A McKinsey analysis of 13 state exchange plans found 47% were HMO plans––last year only 5% of the individual market sales on eHealthinsurance.com were HMO products.

In California, Blue Shield is offering only one exchange plan, a narrow network plan that includes only 36% of their contracted docs and is notable for not including the most highly regarded hospitals in the state.

The lowest cost California plan comes from insurer Health Net. The LA Times is reporting that Health Net is offering, "less than half [the number of providers] some other companies are offering in Southern California." The Times reports that Health Net is limiting its network to one-third its usual employer network. In San Diego, the company will only have 204 primary care physicians in its provider network.

"We are nervous about these narrow networks," Donald Crane, CEO of the California Association of Physician Groups was quoted by the Times. "It was all about price. But at what cost in terms of quality and access? Is this contrary to the purpose of the Affordable Care Act?"

Dr. Crane, this is certainly contrary to the claims health insurance exchanges like California are making declaring victory over rate shock.

What many health plans have done is to put their lowest cost plans on the exchanges and have often built new very narrow network plans just for the exchange. Some of these lower cost plans are being offered by Medicaid contractors moving into the commercial market for the first time. The thought is that many of the people coming onto the exchange will be low income people coming from the ranks of the uninsured where even the narrowest network plan will be a huge improvement.

Offering narrow network plans is a legitimate strategy.

What is also happening is that health plans are expecting that higher income people will not be eligible for a subsidy and will come directly to the health plan for the better coverage when it isn't available on the state exchange.

My sense is that is what this post card is alluding to. Yes, there are very cheap rates on the Maryland exchange.
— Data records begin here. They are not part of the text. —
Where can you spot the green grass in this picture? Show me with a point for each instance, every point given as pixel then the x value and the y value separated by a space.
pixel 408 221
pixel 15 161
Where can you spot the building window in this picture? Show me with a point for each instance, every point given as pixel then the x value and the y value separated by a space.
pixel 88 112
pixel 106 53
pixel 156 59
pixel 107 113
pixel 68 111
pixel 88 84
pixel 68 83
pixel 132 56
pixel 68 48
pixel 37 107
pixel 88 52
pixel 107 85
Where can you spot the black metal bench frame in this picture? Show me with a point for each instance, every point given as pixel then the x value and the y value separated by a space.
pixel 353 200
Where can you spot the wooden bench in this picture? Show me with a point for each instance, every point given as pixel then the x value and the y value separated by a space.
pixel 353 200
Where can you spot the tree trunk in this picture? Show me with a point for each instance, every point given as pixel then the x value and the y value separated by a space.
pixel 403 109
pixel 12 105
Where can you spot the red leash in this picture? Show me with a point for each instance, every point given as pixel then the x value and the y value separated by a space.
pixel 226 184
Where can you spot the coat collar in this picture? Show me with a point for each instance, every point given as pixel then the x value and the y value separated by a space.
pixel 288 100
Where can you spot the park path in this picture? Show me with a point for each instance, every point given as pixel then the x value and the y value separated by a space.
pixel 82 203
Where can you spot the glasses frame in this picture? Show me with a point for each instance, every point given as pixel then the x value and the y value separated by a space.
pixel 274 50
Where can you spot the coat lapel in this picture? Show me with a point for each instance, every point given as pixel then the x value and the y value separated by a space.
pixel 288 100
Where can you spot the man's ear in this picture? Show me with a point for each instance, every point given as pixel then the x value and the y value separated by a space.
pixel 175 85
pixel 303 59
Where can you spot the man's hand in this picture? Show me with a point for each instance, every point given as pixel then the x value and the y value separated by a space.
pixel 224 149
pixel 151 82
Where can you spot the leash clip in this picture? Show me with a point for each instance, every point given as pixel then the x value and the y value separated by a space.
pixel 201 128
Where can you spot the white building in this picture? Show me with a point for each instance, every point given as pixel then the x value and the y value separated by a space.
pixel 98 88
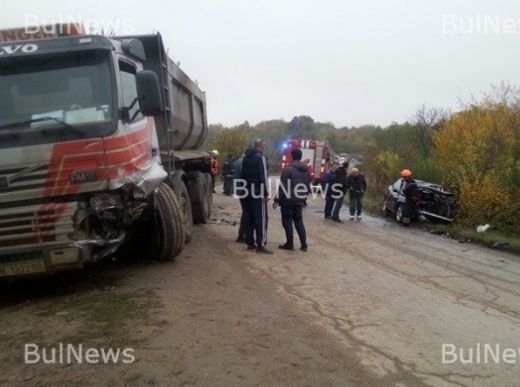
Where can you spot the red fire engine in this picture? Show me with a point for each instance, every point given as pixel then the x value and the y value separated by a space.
pixel 316 152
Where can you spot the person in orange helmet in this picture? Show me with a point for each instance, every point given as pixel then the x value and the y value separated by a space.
pixel 214 167
pixel 411 193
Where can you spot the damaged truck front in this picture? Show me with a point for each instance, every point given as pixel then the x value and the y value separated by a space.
pixel 99 140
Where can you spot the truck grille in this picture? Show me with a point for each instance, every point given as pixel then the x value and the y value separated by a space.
pixel 37 225
pixel 25 182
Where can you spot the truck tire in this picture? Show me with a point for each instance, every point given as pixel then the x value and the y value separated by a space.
pixel 169 225
pixel 202 197
pixel 187 214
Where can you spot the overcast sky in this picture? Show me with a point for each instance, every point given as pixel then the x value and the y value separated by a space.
pixel 341 61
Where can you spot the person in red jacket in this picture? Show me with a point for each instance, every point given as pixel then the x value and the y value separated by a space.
pixel 214 167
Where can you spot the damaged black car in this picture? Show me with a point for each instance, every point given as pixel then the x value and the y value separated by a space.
pixel 435 203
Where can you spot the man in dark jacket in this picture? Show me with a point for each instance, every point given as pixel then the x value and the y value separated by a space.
pixel 292 193
pixel 357 187
pixel 411 193
pixel 340 187
pixel 227 174
pixel 254 175
pixel 237 175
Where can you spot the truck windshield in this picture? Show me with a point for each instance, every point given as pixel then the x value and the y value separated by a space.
pixel 52 99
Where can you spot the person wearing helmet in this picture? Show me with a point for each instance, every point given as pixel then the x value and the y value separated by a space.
pixel 214 167
pixel 411 193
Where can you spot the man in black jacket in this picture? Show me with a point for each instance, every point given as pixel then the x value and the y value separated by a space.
pixel 340 187
pixel 357 186
pixel 292 193
pixel 254 175
pixel 227 174
pixel 411 193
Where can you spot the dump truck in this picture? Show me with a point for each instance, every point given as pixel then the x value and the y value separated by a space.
pixel 100 142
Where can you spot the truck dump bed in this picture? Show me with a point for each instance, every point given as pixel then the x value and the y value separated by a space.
pixel 184 125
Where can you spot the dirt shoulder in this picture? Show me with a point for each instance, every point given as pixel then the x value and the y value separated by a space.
pixel 369 304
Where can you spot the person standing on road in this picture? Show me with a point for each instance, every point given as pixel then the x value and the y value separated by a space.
pixel 340 188
pixel 237 173
pixel 227 174
pixel 357 187
pixel 292 193
pixel 255 176
pixel 328 181
pixel 214 168
pixel 411 193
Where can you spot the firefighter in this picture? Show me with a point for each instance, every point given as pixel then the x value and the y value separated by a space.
pixel 255 177
pixel 292 193
pixel 214 168
pixel 411 193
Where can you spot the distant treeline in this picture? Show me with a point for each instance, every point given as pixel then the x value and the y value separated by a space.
pixel 474 152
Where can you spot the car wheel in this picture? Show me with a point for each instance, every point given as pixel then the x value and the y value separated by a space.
pixel 399 213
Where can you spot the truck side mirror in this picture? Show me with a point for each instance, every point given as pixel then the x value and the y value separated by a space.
pixel 149 93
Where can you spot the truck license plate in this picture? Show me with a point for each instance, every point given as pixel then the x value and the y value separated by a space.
pixel 22 268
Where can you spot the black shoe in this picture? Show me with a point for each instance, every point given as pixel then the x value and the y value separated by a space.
pixel 263 250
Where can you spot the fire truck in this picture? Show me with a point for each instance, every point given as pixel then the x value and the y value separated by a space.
pixel 100 149
pixel 316 152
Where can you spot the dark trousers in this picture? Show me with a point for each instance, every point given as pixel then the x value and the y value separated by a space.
pixel 243 216
pixel 256 221
pixel 213 181
pixel 290 215
pixel 356 204
pixel 329 204
pixel 338 203
pixel 228 184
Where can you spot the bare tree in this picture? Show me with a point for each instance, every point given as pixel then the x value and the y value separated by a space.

But if you want the better plans, you had better come to us directly and buy now and avoid the "significant" rate increases the wider network plans will be subject to as they begin to comply with the new law.

The exchanges bragging that they have reduced the cost of insurance, and citing these low cost plans as examples, is tantamount to opening a new car dealership and just cherry picking the cheapest compact cars available and then claiming you've found a magic way of cutting the cost of car ownership!

I will suggest that a Buyer Beware warning is in order here.

In the past, health insurance companies could develop lower rates by underwriting and wide variations in plan design. But with the new health law they can no longer underwrite and they are very limited on what they can do for plan design––all plans must fit into the actuarially tight Bronze, Silver, Gold, and Platinum benefit boxes.

What rate reduction tools are left to them? Restricting which health care providers consumers can use and the terms under which they can access them––setting up a tight referral system before being able to see a specialist, for example.

These are fair and appropriate ways to differentiate health insurance products and control costs. And, creating safety-net style health plans for lower-income consumers to put on the exchange is a good idea.

But buyers need to be very careful in looking past the lower rates by being sure they understand just what they are buying.

And, they should also understand that the federal subsidies are tied to the second lowest cost Silver plan. By creating these new narrow network plans, insurers have capped the federal subsidy people will be eligible for in each market. If you want a wide access plan, if it is available on the exchange, the consumer is going to have to pay that difference out of their pocket.

Some will argue that even with the narrower networks we all need to concede that the new state health insurance exchanges are providing attractive and affordable health insurance products for lower income people.